En abril de 1857 asistió al fusilamiento de un
indígena llamado Tiburcio Peñafiel, sentenciado por los Tribunales de Justicia
del Azuay a la pena capital bajo la acusación de parricidio. Impresionada por
dicha sentencia y por la ejecución de la pena, a las que consideró injustas y
excesivas, una semana más tarde publicó una hoja suelta titulada «Necrología»

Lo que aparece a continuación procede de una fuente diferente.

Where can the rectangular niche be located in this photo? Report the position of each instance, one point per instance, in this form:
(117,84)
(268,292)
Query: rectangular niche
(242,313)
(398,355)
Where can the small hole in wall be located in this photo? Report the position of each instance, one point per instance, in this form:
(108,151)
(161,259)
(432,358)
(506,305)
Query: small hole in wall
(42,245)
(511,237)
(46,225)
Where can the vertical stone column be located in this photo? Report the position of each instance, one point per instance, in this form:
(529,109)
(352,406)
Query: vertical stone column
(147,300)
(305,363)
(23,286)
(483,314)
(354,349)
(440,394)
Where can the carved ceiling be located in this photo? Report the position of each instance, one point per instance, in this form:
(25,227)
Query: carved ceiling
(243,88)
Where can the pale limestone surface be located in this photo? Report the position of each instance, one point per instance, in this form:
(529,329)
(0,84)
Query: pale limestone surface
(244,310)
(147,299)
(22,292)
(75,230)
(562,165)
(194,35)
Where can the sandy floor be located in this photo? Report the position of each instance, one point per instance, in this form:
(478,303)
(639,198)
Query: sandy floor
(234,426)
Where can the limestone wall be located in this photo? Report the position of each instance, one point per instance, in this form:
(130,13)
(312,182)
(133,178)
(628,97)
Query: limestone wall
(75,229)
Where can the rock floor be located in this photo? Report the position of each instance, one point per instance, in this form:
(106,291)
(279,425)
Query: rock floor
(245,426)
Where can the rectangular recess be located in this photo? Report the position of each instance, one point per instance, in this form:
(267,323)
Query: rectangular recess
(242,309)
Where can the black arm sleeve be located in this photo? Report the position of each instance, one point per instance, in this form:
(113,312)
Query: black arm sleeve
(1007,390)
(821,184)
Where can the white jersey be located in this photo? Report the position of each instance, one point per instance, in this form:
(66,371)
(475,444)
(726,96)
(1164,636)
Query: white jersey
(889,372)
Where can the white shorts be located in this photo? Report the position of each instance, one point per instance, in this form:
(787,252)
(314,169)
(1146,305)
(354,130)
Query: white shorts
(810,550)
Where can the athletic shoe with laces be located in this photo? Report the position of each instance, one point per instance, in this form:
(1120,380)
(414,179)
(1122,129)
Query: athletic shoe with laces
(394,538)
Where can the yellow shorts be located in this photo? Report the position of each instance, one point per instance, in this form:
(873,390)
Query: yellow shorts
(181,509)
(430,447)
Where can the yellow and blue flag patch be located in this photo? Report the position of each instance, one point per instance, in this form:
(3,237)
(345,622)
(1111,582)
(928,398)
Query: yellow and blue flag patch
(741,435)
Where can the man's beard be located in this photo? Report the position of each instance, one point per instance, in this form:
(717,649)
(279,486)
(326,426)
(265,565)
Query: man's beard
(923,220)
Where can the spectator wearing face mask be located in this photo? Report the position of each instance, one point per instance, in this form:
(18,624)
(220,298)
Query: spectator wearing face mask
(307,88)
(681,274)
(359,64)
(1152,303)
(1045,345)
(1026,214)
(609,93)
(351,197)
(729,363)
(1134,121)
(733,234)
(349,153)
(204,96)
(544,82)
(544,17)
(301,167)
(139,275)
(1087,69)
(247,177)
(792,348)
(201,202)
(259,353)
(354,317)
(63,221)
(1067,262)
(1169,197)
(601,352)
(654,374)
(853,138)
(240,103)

que decía así: “No es sobre la tumba de un grande, no sobre la de un poderoso,
no sobre la de un aristócrata, que derramo mis lágrimas. ¡No! Las vierto sobre
la tumba de un hombre, sobre la tumba de un padre de cinco hijos, que no tenía
para estos más patrimonio que el trabajo de sus brazos”; y finalizó
sentenciando dramáticamente: “Que allí tu cuerpo descanse en paz, pobre
fracción de una clase perseguida; en tanto que tu espíritu, mirado por los
ángeles como su igual, disfrute de la herencia divina que el Padre común te
tenía preparada. Ruega en ella al Gran Todo, que pronto una generación más
civilizada y humanitaria que la actual, venga a borrar del código de la patria
de tus antepasados la pena de muerte”.